Register forum user name Search FAQ

Gammon Forum

Notice: Any messages purporting to come from this site telling you that your password has expired, or that you need to verify your details, confirm your email, resolve issues, making threats, or asking for money, are spam. We do not email users with any such messages. If you have lost your password you can obtain a new one by using the password reset link.

Due to spam on this forum, all posts now need moderator approval.

 Entire forum ➜ MUSHclient ➜ Bug reports ➜ DatebaseStep bug?

DatebaseStep bug?

It is now over 60 days since the last post. This thread is closed.     Refresh page


Pages: 1  2  3 

Posted by Ddid   China  (19 posts)  Bio
Date Reply #30 on Sun 31 Oct 2010 12:50 AM (UTC)
Message
Any way, many thanks for your great working -- MushClient!
Top

Posted by Nick Gammon   Australia  (23,169 posts)  Bio   Forum Administrator
Date Reply #31 on Sun 31 Oct 2010 04:06 AM (UTC)

Amended on Sun 31 Oct 2010 06:03 AM (UTC) by Nick Gammon

Message
After fairly extensive investigations, which were slowly driving me insane[1], I have made some modifications to the Lua interface such that it bypasses the conversion to/from CString, and thus works around the problem. This applies to DatabaseColumnText, DatabaseColumnValue, and DatabaseColumnValues.

Now the Lua interface directly sets the values (without using the BSTR values) and avoids this problem.

My testing for the test program on pages 1 and 2 shows it now returns the correct data.

However there may be other areas which have similar problems, due to the use of CString in many places.

Improvements in version 4.66.

---

1. ... Because I kept getting different results. I was supposed to get 9 bytes out, but was getting 8. That shouldn't be too hard to fix, huh? But it jumped to 11, then 22, then down to 3, then up to 6. And then the data was just completely wrong. This will teach me to write a non-Unicode application in the future. But when I started (15 years ago, when I was young kek), it was just a little program to help me play MUSH games. In English.

- Nick Gammon

www.gammon.com.au, www.mushclient.com
Top

Posted by Ddid   China  (19 posts)  Bio
Date Reply #32 on Sun 31 Oct 2010 01:39 PM (UTC)
Message
A lot of thanks for your hardly work.
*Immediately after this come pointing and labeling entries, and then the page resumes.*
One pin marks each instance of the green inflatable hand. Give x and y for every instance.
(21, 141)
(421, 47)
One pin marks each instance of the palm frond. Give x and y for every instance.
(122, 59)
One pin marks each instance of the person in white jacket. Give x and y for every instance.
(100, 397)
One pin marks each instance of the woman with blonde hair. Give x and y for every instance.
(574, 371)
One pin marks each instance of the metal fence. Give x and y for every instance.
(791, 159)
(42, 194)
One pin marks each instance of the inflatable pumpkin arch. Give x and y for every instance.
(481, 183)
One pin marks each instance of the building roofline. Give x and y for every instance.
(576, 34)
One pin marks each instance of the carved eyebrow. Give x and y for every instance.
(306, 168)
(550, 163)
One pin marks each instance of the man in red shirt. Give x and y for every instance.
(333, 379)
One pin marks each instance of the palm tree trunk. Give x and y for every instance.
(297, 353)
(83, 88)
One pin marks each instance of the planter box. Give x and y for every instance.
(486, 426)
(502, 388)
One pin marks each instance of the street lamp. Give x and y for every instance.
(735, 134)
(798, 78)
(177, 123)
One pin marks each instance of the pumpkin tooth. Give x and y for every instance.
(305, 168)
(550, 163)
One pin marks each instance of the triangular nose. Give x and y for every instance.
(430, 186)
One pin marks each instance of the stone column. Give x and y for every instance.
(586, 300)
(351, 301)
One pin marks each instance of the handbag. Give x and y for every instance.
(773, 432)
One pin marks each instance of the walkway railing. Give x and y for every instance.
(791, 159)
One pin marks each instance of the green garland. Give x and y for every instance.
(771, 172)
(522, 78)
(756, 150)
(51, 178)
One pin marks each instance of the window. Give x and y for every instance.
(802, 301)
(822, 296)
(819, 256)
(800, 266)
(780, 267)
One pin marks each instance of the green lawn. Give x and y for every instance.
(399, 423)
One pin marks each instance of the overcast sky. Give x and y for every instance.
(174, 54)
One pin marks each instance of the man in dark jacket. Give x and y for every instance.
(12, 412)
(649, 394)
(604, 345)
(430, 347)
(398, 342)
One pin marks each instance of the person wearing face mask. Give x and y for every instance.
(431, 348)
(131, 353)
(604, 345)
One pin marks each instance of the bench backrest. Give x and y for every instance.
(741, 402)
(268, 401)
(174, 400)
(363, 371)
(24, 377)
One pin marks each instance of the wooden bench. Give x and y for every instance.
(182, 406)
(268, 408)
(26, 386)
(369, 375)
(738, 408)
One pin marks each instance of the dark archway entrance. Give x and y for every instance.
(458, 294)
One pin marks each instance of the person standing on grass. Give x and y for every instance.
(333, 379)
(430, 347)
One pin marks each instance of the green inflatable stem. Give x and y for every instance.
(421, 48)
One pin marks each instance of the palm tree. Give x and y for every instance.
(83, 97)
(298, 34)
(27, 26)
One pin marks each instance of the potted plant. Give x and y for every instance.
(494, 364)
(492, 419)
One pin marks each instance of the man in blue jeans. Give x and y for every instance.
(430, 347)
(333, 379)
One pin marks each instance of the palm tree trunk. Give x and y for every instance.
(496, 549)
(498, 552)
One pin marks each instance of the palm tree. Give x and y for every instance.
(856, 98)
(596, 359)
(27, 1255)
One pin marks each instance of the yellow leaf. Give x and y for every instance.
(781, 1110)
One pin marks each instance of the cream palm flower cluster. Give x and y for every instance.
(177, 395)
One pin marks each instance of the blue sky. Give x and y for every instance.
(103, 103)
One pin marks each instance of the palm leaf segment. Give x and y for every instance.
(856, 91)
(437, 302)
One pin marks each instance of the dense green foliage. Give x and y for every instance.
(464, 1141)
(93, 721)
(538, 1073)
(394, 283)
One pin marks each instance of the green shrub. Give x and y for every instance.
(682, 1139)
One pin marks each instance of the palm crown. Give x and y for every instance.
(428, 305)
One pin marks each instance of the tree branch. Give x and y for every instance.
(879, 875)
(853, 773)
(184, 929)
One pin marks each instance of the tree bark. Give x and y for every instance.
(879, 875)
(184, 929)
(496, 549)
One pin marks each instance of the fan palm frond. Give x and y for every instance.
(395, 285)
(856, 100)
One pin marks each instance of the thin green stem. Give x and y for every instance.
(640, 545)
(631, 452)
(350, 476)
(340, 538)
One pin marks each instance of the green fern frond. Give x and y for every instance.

I'm very expecting the new version MushClient release.



Top

Posted by Nick Gammon   Australia  (23,169 posts)  Bio   Forum Administrator
Date Reply #33 on Sun 31 Oct 2010 08:48 PM (UTC)
Message
Shortly.

Just to explain what I think is happening ...

MUSHclient is not a Unicode application (when I wrote it, I wasn't that familiar with Unicode). So internally it uses 8-bit strings. More recently it uses UTF-8 to encode Unicode, in some places.

However the WSH (Windows Script Host) uses BSTR to communicate between scripts and the program. The BSTR type is 16-bit Unicode data.

http://msdn.microsoft.com/en-us/library/ms221069.aspx


Now to convert from the output of a script call to BSTR the internal libraries assume the data is in the current code page (normal ANSI for me) and do a lookup to convert characters like 0xBD from the code page to the Unicode equivalent. Since it seems to work for me, I presume that there is a one-to-one mapping for them.

But in the case of Chinese code pages, some characters, like 0xBD must translate into something else.

Then when it is time to convert them back into 8-bit strings (eg. for Lua) the process is reversed. All seems to work fine providing each 8-bit character can be translated into Unicode, and back again, without changing or discarding it. With some code pages enabled, obviously this isn't happening.

- Nick Gammon

www.gammon.com.au, www.mushclient.com
Top

Posted by Nick Gammon   Australia  (23,169 posts)  Bio   Forum Administrator
Date Reply #34 on Sun 31 Oct 2010 09:16 PM (UTC)
Message
One additional point - why did the data get onto the database OK, but not off it? Well the answer to that is that in the Lua -> Database direction, the data is not encoded into BSTR. It is simply copied across as "const char *" and thus is not fiddled with in any way.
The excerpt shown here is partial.